Correlation Is Not Enough: Embedding Human Metadata for Individual Causal Discovery
Pith reviewed 2026-06-27 16:30 UTC · model grok-4.3
The pith
Standard biomedical language models assign high similarity to unrelated cross-domain pairs, producing false causal edges in personal graphs.
A machine-rendered reading of the paper's core claim, the machinery that carries it, and where it could break.
Core claim
Embedding proximity in pretrained biomedical models falsely indicates causal relations between unrelated domains, which writes incorrect edges into individual causal graphs used by Large Behavioural Models. A contrastive pass over 72,034 pairs raises PubMedBERT BIOSSES correlation from 0.633 to 0.828 and within-vs-across-domain separation from 1.05x to 1.63x. BODHI, which mines hard negatives from edges absent in a biomedical knowledge graph, further lifts separation to 2.30x and the discrimination gap to +0.392 at a 4.5% cost to BIOSSES performance.
What carries the argument
BODHI, a generator that mines hard negatives from absent edges in a biomedical knowledge graph for contrastive training.
If this is right
- Corrected embeddings reduce false causal edges in downstream individual causal graphs.

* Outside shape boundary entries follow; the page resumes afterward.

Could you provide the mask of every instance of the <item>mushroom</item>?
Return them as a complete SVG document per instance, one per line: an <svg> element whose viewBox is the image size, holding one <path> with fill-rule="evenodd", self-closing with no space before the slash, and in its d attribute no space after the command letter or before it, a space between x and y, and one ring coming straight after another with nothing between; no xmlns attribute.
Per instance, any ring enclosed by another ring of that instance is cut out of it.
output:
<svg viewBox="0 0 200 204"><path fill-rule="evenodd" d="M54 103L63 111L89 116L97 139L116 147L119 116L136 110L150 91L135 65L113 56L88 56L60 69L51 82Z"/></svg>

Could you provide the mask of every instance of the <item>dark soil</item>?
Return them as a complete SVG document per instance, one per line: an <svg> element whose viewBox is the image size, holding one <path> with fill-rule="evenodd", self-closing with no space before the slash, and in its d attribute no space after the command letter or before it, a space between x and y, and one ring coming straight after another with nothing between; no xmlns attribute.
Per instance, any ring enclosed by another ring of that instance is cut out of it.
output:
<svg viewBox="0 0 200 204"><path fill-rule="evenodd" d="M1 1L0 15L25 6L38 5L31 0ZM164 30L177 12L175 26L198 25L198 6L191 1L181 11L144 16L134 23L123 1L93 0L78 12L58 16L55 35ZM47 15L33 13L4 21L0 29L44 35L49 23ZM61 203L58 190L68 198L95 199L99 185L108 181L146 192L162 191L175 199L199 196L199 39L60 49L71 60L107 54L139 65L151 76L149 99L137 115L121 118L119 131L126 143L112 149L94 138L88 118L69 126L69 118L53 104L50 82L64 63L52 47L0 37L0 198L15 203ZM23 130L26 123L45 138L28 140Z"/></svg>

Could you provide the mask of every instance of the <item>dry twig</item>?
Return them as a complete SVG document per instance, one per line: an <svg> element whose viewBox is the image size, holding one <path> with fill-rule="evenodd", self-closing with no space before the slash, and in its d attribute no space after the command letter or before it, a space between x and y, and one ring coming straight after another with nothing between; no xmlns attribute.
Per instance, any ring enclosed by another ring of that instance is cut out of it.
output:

- Within-domain and across-domain pairs are better separated, improving discrimination accuracy from 0%.
- OpenVINO optimization achieves 133x latency reduction to 10 ms per query on Xeon with AMX.

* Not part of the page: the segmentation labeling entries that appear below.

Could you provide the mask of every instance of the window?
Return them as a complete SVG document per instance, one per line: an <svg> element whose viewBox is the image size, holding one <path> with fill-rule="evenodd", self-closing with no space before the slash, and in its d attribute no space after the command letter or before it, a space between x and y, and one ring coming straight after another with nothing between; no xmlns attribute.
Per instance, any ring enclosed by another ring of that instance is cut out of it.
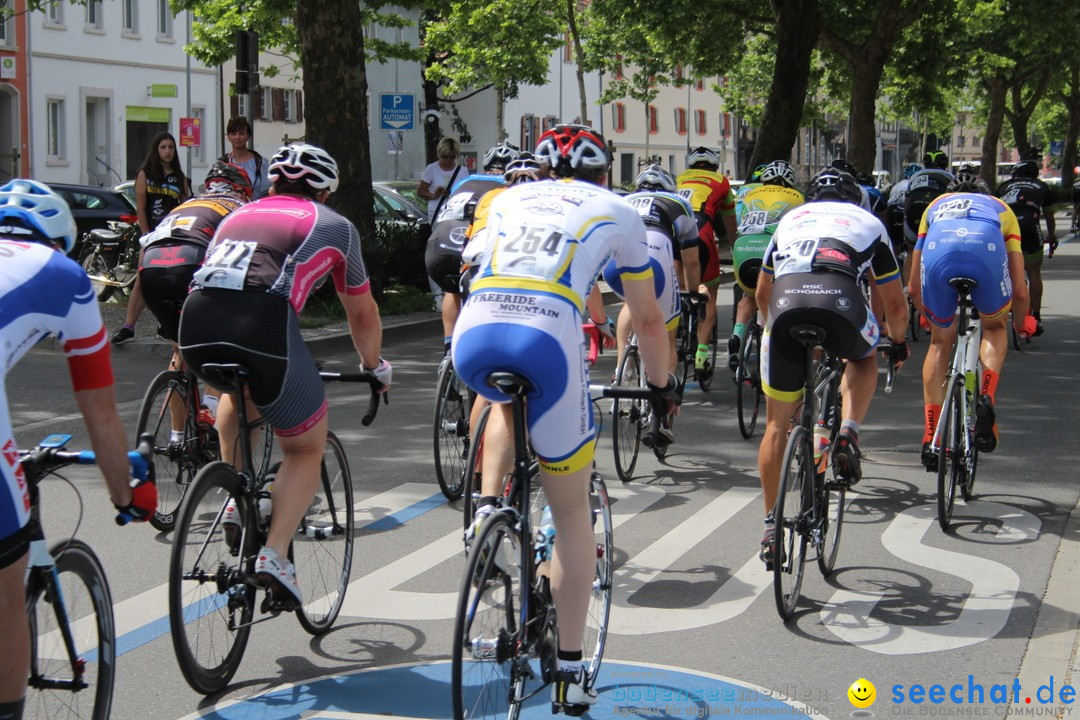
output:
<svg viewBox="0 0 1080 720"><path fill-rule="evenodd" d="M675 132L686 135L686 108L675 108Z"/></svg>
<svg viewBox="0 0 1080 720"><path fill-rule="evenodd" d="M168 8L168 0L158 0L158 37L173 37L173 11Z"/></svg>
<svg viewBox="0 0 1080 720"><path fill-rule="evenodd" d="M45 100L45 154L50 160L64 160L64 99Z"/></svg>
<svg viewBox="0 0 1080 720"><path fill-rule="evenodd" d="M105 27L105 12L102 10L102 0L90 0L86 3L86 27L100 30Z"/></svg>
<svg viewBox="0 0 1080 720"><path fill-rule="evenodd" d="M122 4L124 32L138 32L138 0L123 0Z"/></svg>
<svg viewBox="0 0 1080 720"><path fill-rule="evenodd" d="M616 103L611 106L611 122L615 125L615 132L622 133L626 130L626 106L622 103Z"/></svg>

- FP16 precision outperforms INT8 on this hardware at all batch sizes.
Where Pith is reading between the lines
- Similar embedding fixes may be needed in other domains where foundation models build personal causal models from mixed data sources.
- Validating the causal graphs against real individual outcomes would test whether the embedding improvements translate to fewer errors.

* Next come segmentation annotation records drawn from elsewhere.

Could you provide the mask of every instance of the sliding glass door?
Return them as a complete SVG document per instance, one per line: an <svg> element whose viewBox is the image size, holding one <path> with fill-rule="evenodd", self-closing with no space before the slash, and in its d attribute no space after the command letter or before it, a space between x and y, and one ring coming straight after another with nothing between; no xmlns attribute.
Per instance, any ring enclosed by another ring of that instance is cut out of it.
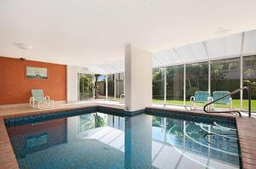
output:
<svg viewBox="0 0 256 169"><path fill-rule="evenodd" d="M79 101L93 99L94 75L79 73Z"/></svg>

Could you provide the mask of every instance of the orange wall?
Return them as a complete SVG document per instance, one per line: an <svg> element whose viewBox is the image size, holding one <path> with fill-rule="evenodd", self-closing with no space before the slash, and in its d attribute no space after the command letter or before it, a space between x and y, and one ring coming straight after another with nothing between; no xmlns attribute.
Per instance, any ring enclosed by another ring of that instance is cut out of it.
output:
<svg viewBox="0 0 256 169"><path fill-rule="evenodd" d="M26 66L47 68L48 79L26 78ZM67 100L67 66L0 57L0 105L28 103L33 88L55 101Z"/></svg>

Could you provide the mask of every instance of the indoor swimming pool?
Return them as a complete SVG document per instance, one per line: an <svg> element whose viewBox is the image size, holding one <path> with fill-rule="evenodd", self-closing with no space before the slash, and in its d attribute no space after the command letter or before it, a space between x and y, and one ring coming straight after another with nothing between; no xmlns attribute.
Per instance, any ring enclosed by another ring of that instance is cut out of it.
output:
<svg viewBox="0 0 256 169"><path fill-rule="evenodd" d="M240 168L232 119L107 113L6 120L20 168Z"/></svg>

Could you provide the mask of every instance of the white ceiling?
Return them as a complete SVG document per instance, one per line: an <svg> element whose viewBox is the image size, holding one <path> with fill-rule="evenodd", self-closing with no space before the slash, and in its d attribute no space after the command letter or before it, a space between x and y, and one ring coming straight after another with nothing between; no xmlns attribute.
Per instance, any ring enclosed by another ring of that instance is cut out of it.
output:
<svg viewBox="0 0 256 169"><path fill-rule="evenodd" d="M0 0L0 55L108 65L124 59L127 42L154 52L255 29L255 0ZM189 60L186 51L176 52Z"/></svg>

- The release of the benchmark suite allows direct comparison of future embedding methods on cross-domain causal tasks.
Load-bearing premise
That improved cosine separation on cross-domain pairs will translate into fewer incorrect causal edges in downstream individual causal graphs without introducing new systematic biases.
What would settle it
Constructing causal graphs from corrected versus original embeddings on a dataset of known individual events and measuring the rate of false positive edges against ground truth.
Figures
read the original abstract
Ask a pretrained biomedical language model whether "cortisol 28 ug/dL" and "stock-market volatility" are related, and it returns a cosine similarity of 0.83 on a scale where 1.0 means identical. The two share no mechanism. This is not a corner case: every off-the-shelf biomedical encoder we tested (BioBERT, PubMedBERT, BioM-ELECTRA) scores unrelated cross-domain pairs between 0.76 and 0.92 when the answer should be near zero. Accuracy on cross-domain discrimination is 0%. Retrieval systems survive this, because a language model downstream filters the noise. A Large Behavioural Model (LBM), a foundation model whose subject is a person rather than a sentence, does not: it reasons over a graph of a user's life and treats embedding proximity as evidence that two events are causally linked. False proximity writes a false causal edge, and everything downstream inherits the error. Here, embedding geometry is not a tuning knob; it is correctness. We report the fix. A contrastive pass over 72,034 pairs raises PubMedBERT BIOSSES correlation from 0.633 to 0.828 and within-vs-across-domain separation from 1.05x to 1.63x. A second pass, BODHI, mines hard negatives from edges absent in a biomedical knowledge graph and lifts separation to 2.30x and the discrimination gap to +0.392, at a 4.5% BIOSSES cost. On an Intel Xeon 6737P with AMX, OpenVINO cuts single-query latency from 1367 ms to 10 ms (133x) and reaches 555 sentences/sec. One finding contradicts standard advice: FP16 beats INT8 on this silicon at every serving batch size, and we explain why. The same model on a no-AMX Ice Lake instance runs 13-27x slower. We release the benchmark suite, training corpora, the BODHI generator, and the OpenVINO scripts.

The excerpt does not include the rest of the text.